At the Board Level
Authority: The board’s scope of authority is set forth in the articles of association and charter.
Composition and Independence: The composition of the board is determined in such a manner that combines the representatives of various shareholder groups, including minority shareholders.
The board’s composition (competencies, skills and appropriate mix) is adequate for oversight duties, and the development of the company’s direction and strategy. Each individual member of the board has the experience, knowledge, qualifications, expertise and integrity necessary to effectively discharge board duties and enhance the board’s ability to serve the long-term interests of the company and its shareholders. The board has a broad range of expertise that covers the company’s main business, sector and geographical areas and includes experienced experts who are non-executive, independent directors.
A full and complete set of information on the directors’ qualifications is set forth and annually reviewed by the board upon the recommendation of its corporate governance and nomination committee.
In order to enhance unbiased oversight, the company believes that a non-executive director should chair the board.
The company’s board is composed of not more than 50% of executive directors who are employees of the company with the Chairman having the casting vote.
To ensure the impartiality of decisions and to maintain the balance of interests among various groups of shareholders, at least 25% of the board’s members are independent directors. The company defines those directors who have no material relationship with the company as independent. The board ascertains which members are to be deemed independent during the first board meeting. The definition of director independence shall be based on internationally recognized definitions and specified in the board’s charter and annual report.
Structure and Committees: The company has established the following committees:
The Board of Directors,
Other committees deemed necessary by the board.
All committees have charters containing provisions on the scope of authority, competencies, composition, working procedures, as well as the rights and responsibilities of the committee members. The board’s chairman assigns directors to chair committees as necessary. Each committee is to provide provisional consideration of the most important issues that fall within the authority of the board. After each of its meetings, the committee shall report on the meeting to the board.
Size: Achieving the required number, quality and mix of directors is the primary consideration of the board.
Working Procedures: The board meets according to a fixed schedule, set at the beginning of each year, which enables it to properly discharge its duties. As a rule, the board shall meet at least 4 (four) times a year.
Detailed procedures for calling and holding meetings of the board are defined in the board’s charter. All directors are provided with a concise but comprehensive set of information by the company secretary in a timely manner, concurrently with the notice of the board meeting, but no less than 14 (fourteen) calendar days before each meeting. This set of documents is to include: an agenda, minutes of the prior board meeting, key performance indicators, including relevant financial information prepared by management and clear recommendations for action.
The board keeps detailed minutes of its meetings that adequately reflect board discussions, signed by the chairman.
Self-Evaluation: The board conducts a yearly self-evaluation. This process is to be organized by the chairman or other committee and the results are to be discussed by the full board. Independent consultants may also be invited to assist the board in this process.
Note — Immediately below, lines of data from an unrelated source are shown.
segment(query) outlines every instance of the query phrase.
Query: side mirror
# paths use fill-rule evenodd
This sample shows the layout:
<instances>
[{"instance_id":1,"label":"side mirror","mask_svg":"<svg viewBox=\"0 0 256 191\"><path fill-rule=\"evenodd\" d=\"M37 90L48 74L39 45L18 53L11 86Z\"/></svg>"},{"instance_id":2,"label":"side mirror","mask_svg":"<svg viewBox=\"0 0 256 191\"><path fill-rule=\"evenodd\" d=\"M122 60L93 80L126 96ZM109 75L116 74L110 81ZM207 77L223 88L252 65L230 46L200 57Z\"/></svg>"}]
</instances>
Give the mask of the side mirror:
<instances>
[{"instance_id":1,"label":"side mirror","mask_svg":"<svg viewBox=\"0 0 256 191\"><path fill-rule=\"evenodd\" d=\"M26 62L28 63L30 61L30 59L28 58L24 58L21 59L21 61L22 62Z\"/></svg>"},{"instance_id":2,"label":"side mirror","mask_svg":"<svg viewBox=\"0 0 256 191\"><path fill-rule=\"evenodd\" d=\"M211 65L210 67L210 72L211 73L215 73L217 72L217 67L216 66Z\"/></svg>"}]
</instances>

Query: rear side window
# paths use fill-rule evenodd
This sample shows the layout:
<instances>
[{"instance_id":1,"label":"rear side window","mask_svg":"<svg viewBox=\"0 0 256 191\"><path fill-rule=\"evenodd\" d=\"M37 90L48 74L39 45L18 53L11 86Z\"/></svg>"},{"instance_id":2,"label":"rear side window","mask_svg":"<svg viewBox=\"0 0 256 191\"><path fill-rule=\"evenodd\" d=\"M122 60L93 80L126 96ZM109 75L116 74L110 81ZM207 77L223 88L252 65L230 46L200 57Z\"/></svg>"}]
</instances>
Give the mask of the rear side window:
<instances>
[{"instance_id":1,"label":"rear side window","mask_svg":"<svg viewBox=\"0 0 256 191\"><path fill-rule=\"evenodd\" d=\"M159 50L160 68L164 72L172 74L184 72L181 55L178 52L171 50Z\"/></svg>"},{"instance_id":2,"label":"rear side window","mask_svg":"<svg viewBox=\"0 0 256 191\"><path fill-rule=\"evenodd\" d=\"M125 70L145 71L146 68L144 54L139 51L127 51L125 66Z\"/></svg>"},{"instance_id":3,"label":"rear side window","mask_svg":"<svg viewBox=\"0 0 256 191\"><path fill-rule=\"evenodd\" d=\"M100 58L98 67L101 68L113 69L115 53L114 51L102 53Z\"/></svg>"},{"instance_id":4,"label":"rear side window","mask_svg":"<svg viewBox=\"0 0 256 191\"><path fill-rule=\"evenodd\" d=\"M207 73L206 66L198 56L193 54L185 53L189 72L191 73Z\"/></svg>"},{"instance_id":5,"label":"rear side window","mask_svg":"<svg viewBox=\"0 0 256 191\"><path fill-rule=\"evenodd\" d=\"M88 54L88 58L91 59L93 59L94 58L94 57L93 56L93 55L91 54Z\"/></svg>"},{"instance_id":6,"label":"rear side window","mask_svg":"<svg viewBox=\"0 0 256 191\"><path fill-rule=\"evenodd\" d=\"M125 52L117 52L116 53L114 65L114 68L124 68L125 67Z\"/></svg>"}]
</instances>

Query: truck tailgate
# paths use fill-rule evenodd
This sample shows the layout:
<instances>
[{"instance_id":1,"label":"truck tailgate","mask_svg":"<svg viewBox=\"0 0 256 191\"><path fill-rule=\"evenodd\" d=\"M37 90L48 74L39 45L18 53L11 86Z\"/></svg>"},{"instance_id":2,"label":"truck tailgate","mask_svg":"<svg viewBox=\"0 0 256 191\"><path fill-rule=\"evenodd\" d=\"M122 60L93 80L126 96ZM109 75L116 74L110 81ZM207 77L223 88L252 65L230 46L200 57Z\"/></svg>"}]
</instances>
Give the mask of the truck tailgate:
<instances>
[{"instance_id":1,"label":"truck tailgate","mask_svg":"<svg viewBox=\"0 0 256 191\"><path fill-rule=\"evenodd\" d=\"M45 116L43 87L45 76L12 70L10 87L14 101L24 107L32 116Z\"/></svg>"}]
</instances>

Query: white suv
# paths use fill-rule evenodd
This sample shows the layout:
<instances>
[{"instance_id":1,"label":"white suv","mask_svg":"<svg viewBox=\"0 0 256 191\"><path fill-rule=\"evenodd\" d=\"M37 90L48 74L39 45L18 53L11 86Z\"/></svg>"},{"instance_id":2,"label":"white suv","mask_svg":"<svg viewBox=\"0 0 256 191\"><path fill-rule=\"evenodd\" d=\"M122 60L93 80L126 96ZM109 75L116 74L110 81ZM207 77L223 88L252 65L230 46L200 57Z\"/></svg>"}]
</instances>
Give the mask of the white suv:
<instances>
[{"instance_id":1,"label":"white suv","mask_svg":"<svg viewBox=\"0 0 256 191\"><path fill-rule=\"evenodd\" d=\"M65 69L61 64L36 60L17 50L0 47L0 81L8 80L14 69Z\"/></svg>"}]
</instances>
Training and Access to Advisers: The Company offers an orientation program for new board members on the company, its business and on other subjects that will assist them in discharging their duties. The company also provides general access to training courses to its board members as a matter of continuous professional education. The board and its committees shall also have the ability to retain independent legal counsel, accounting or other consultants to advise the board when necessary.
Remuneration: The remuneration of (non-executive) board members is comprised of an agreed participation based fee (part of which may be paid in the form of shares in lieu of cash) and/or an additional fee for the chairmanship of committees or the board itself. The remuneration package shall, however, not jeopardize a director’s independence. Executive directors are not paid beyond their executive remuneration package. The board or respective committee periodically reviews the remuneration paid to directors. All board members sign a letter of appointment with the company.
The company publicly discloses the remuneration of each director on an individual basis. The company will not provide personal loans or credit to its directors. Further, the company shall not provide stock options to its directors unless approved by the general assembly.
Duties and Responsibilities: Members of the board act in good faith, with due care and in the best interest of the company and all its shareholders–and not in the interests of any particular shareholder-on the basis of all relevant information. Each director is expected to attend all board and applicable committee meetings.
The board must decide as to whether its directors can hold positions in the governing bodies of other companies. The company shall not unreasonably prohibit its directors from serving on other boards. Directors are expected to ensure that other commitments do not interfere in the discharge of their duties. Board members shall not divulge or use confidential or insider information about the company.
Members of the board shall abstain from actions that will or may lead to a conflict of interest with the company. When such a conflict exists, members of the board shall disclose information about the conflict of interest to the other board members and shall abstain from voting on such issues.